Facebook and Instagram Are Making AR Ads More Accessible

AR ads are still a bit of a novelty, but they are making headway on social platforms, which will make them more accessible to companies of all sizes—even those without the tech savvy or financial wherewithal to build custom apps. With hundreds of millions of active users across Facebook and Instagram (which it owns), Facebook is a natural place for retailers to try ads enhanced with AR to provide a personalized customer experience. Big brands such as Michael Kors and L’Oreal were early adopters. Today, Facebook features 16 AR ad success stories from airlines and banking to cosmetics, clothing, and even the Lucky brand’s body wash.
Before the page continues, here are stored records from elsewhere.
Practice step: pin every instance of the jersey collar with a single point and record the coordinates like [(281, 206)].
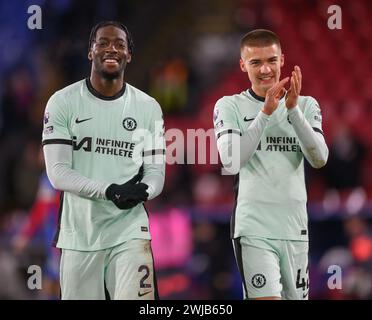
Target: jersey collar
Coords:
[(101, 96)]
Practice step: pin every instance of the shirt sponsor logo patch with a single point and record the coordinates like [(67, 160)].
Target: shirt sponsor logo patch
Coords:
[(215, 114), (46, 117), (129, 124), (258, 280), (219, 124), (48, 130)]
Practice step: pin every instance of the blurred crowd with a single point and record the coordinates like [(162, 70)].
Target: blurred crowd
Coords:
[(186, 56)]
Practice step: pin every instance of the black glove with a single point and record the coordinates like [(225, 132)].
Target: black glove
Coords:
[(129, 194)]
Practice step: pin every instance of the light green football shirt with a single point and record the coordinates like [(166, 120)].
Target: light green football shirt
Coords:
[(271, 196), (110, 137)]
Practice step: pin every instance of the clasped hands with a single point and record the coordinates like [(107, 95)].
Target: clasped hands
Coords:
[(128, 194), (274, 94)]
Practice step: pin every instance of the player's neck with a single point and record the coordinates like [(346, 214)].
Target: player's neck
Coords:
[(106, 87), (259, 93)]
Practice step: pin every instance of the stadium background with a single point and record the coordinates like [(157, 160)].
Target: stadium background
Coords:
[(186, 56)]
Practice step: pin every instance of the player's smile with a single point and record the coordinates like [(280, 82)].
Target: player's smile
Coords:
[(266, 79), (111, 61)]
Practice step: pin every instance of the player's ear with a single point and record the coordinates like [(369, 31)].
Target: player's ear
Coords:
[(242, 65)]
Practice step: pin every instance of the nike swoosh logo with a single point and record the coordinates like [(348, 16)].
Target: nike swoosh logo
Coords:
[(144, 293), (80, 121)]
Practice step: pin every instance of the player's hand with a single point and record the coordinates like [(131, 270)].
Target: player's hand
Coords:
[(293, 92), (137, 195), (128, 194), (273, 95)]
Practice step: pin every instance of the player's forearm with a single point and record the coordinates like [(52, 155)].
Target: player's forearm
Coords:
[(236, 150), (312, 143), (58, 160), (251, 138), (154, 176)]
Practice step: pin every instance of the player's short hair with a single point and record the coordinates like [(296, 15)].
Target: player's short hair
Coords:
[(259, 38), (117, 24)]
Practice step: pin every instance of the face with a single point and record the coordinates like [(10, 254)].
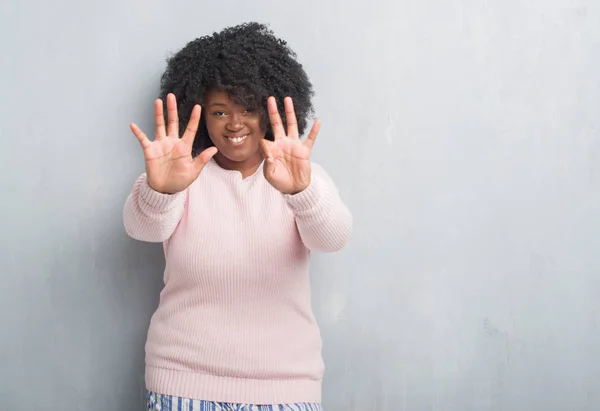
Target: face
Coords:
[(235, 130)]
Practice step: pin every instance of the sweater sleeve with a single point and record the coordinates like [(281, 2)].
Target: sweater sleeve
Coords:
[(152, 216), (323, 220)]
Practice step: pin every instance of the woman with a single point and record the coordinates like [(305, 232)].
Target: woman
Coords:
[(239, 207)]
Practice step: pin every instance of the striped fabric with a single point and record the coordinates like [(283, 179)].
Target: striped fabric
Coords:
[(161, 402)]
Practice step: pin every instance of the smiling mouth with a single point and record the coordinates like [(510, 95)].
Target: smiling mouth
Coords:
[(237, 140)]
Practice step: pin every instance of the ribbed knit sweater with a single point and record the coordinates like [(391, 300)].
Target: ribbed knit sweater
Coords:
[(234, 322)]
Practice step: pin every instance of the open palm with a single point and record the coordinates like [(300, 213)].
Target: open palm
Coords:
[(287, 166), (170, 167)]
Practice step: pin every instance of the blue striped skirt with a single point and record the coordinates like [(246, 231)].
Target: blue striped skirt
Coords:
[(161, 402)]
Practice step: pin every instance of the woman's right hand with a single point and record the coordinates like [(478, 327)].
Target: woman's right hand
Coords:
[(170, 167)]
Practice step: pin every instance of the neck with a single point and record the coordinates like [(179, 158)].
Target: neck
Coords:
[(246, 167)]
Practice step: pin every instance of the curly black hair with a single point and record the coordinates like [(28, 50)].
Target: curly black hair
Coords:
[(247, 61)]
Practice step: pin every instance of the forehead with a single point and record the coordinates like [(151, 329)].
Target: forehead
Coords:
[(223, 97), (218, 96)]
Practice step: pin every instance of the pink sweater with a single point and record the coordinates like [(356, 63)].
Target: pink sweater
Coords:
[(234, 322)]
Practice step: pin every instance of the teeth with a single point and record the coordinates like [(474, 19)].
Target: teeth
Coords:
[(237, 139)]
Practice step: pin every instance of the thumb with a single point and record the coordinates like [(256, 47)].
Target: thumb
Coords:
[(204, 157)]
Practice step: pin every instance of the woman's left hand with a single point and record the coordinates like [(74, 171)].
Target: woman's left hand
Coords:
[(287, 159)]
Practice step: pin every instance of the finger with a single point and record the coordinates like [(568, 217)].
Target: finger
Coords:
[(290, 116), (275, 118), (265, 148), (192, 127), (140, 135), (312, 135), (204, 157), (172, 116), (159, 119)]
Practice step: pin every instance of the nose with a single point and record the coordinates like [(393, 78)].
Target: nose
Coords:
[(235, 122)]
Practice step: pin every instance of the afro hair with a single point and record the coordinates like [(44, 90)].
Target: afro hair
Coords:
[(248, 62)]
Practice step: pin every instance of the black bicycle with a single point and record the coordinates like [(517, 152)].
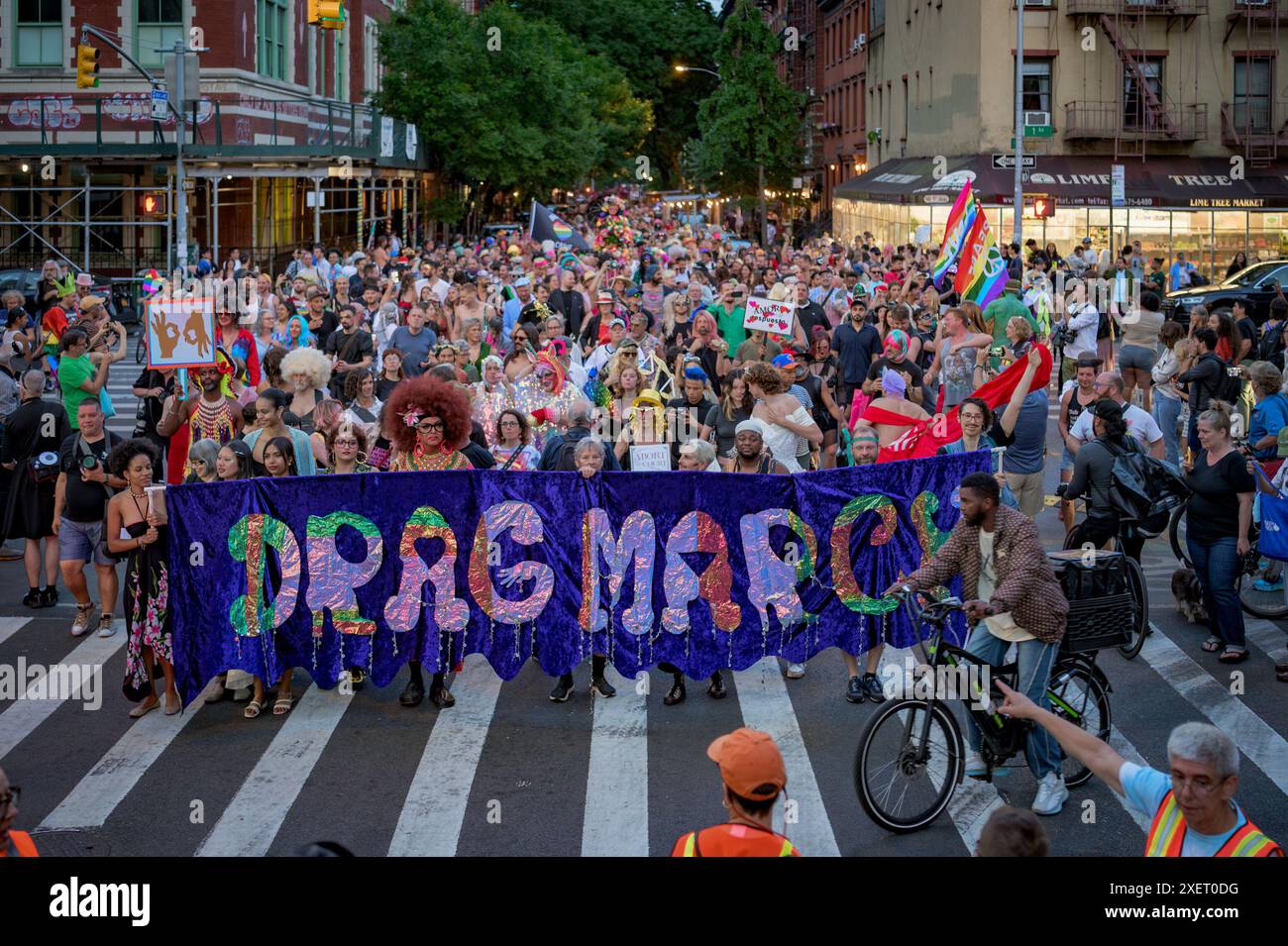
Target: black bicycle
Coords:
[(912, 753)]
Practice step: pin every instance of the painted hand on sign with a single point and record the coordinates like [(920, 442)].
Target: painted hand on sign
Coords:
[(767, 315), (194, 332), (167, 336)]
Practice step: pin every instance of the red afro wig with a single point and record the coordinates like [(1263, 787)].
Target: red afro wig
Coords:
[(430, 396)]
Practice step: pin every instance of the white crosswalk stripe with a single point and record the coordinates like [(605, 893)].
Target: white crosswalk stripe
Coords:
[(434, 811), (765, 706), (616, 813), (1254, 739), (616, 817), (253, 819)]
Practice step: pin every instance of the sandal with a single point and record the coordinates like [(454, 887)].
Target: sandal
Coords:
[(1233, 656), (145, 708)]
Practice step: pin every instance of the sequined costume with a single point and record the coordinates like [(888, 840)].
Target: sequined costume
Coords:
[(544, 405), (430, 461)]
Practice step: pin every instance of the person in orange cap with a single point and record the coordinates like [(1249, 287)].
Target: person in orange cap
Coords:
[(754, 777), (12, 843)]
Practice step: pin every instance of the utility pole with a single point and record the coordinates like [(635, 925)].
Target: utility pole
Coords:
[(1019, 124)]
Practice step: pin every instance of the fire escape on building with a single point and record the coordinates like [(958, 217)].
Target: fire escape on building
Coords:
[(1142, 111)]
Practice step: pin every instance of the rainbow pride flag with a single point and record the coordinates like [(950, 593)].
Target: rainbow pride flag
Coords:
[(961, 218)]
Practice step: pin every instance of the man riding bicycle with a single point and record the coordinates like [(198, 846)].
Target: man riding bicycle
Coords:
[(1012, 597)]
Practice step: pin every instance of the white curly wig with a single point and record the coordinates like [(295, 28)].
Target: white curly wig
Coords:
[(310, 362)]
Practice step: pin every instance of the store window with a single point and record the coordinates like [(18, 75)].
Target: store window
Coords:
[(40, 33)]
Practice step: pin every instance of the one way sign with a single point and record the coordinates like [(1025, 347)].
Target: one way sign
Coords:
[(1006, 162)]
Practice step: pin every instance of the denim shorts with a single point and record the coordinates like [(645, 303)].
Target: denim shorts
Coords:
[(82, 541), (1137, 357)]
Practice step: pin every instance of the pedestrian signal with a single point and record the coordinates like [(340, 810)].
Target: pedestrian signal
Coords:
[(153, 203), (86, 67)]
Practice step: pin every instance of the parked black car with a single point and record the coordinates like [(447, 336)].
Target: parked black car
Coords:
[(1253, 286), (25, 280)]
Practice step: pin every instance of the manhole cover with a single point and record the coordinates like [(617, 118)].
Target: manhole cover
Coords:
[(72, 845)]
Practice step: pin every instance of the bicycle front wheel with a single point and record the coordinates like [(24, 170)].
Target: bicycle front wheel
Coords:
[(1077, 695), (1140, 601), (906, 770)]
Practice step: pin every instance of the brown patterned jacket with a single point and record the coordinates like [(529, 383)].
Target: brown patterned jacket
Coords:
[(1026, 587)]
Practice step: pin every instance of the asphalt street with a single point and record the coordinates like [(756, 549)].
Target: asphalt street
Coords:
[(507, 773)]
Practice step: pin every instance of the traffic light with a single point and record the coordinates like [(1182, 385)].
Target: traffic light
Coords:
[(86, 65), (153, 203), (327, 14)]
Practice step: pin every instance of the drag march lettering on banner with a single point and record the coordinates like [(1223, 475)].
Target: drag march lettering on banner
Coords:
[(702, 571)]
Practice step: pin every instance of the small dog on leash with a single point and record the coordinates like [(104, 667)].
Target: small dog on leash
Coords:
[(1189, 596)]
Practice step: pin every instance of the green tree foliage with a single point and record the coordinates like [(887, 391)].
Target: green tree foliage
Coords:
[(752, 117), (505, 102), (645, 39)]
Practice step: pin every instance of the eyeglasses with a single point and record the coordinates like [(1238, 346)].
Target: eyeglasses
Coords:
[(1201, 788)]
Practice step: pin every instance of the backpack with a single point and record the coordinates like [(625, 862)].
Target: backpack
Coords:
[(1144, 488), (1271, 345), (1229, 387)]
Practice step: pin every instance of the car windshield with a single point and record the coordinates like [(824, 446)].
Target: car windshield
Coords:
[(1252, 274)]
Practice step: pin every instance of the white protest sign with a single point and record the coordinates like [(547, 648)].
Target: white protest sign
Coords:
[(767, 315), (651, 457)]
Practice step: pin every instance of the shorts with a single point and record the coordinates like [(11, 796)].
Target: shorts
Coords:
[(1137, 357), (80, 541)]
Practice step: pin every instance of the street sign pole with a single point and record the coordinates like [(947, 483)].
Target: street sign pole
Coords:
[(1019, 124)]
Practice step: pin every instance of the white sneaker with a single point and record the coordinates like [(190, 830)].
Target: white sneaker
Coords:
[(1051, 794)]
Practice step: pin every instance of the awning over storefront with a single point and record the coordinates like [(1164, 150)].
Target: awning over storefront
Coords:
[(1078, 181)]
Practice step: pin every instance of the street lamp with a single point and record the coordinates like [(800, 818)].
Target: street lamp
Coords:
[(760, 164)]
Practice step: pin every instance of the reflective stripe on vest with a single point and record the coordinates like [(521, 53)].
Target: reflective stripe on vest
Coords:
[(1166, 835), (20, 846), (691, 843)]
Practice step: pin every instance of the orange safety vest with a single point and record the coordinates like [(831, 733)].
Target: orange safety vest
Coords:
[(20, 846), (734, 841), (1166, 835)]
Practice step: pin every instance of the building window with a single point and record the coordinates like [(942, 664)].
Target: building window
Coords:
[(1252, 94), (40, 33), (159, 25), (270, 18), (342, 63), (1037, 85), (1136, 113)]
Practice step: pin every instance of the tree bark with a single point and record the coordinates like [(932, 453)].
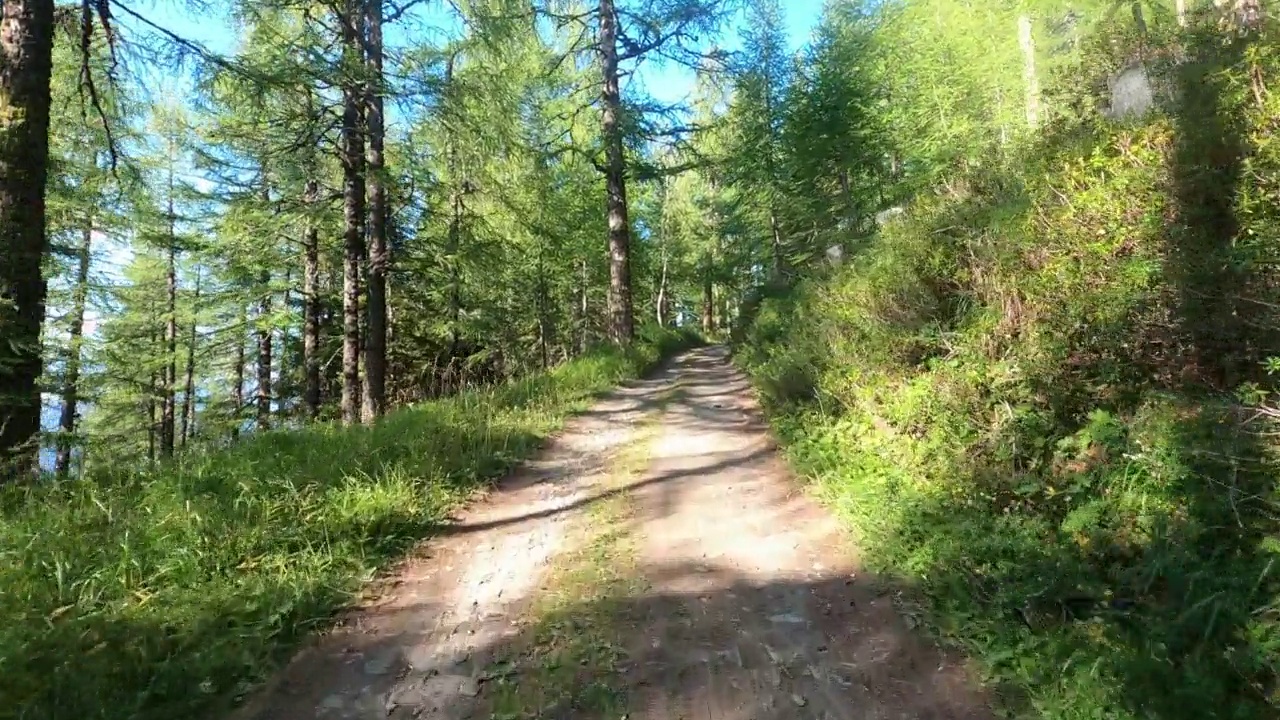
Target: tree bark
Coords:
[(621, 318), (264, 354), (455, 241), (1027, 40), (169, 402), (71, 382), (708, 300), (238, 384), (379, 250), (583, 308), (662, 291), (188, 393), (311, 306), (353, 213), (778, 260), (26, 62)]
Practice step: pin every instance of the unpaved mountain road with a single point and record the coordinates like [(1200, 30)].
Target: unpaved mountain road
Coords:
[(734, 596)]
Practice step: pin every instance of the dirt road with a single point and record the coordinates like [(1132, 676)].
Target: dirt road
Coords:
[(658, 563)]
Since Facebook really, really wants to sell ads, they’ve made it as easy as possible (emphasis on “as possible”—there are still several steps) by building a network of AR production partners retailers can tap into to produce the effects that work best with their products. Once the effect is approved, step-by-step instructions enable retailers to create AR ads in Ads Manager. If you want to tinker around with it after it’s published, that’s fine—if you’re already using an effect, the ad updates automatically with the new version. The ads, such as those shown here, appear in mobile Facebook News Feeds.

Instagram began tinkering with AR in 2019, launching “try on” ads with a handful of brands to let shoppers see what various products looked like on them before committing to a purchase. The aforementioned Warby Parker was one of them, as were Mac and Nars cosmetics, and Ray-Ban.

From building personalized experiences to omnichannel journeys, Stefanini understands how to improve CX. Learn more!

Regardless of the Technology, It’s Still About the Customer

VR, AR, artificial intelligence and the like all have their place in creating immersive experiences, but one thing remains at their collective heart — value. Technology for technology’s sake just won’t cut it. Immersive experiences should still be firmly grounded in research and data that shows how customers act and what motivates them to do so.

The novelty of an AR-enhanced ad or a VR experience may draw people in, but giving them something useful will keep them engaged and coming back for more. That’s why “try before you buy” functionality has driven so much of the experimentation to date. From StubHub’s 360-degree venue views to clothing retailers’ online dressing rooms, apps are giving people the information they need to be comfortable enough to buy what the company is selling. And we’re excited to see what’s next.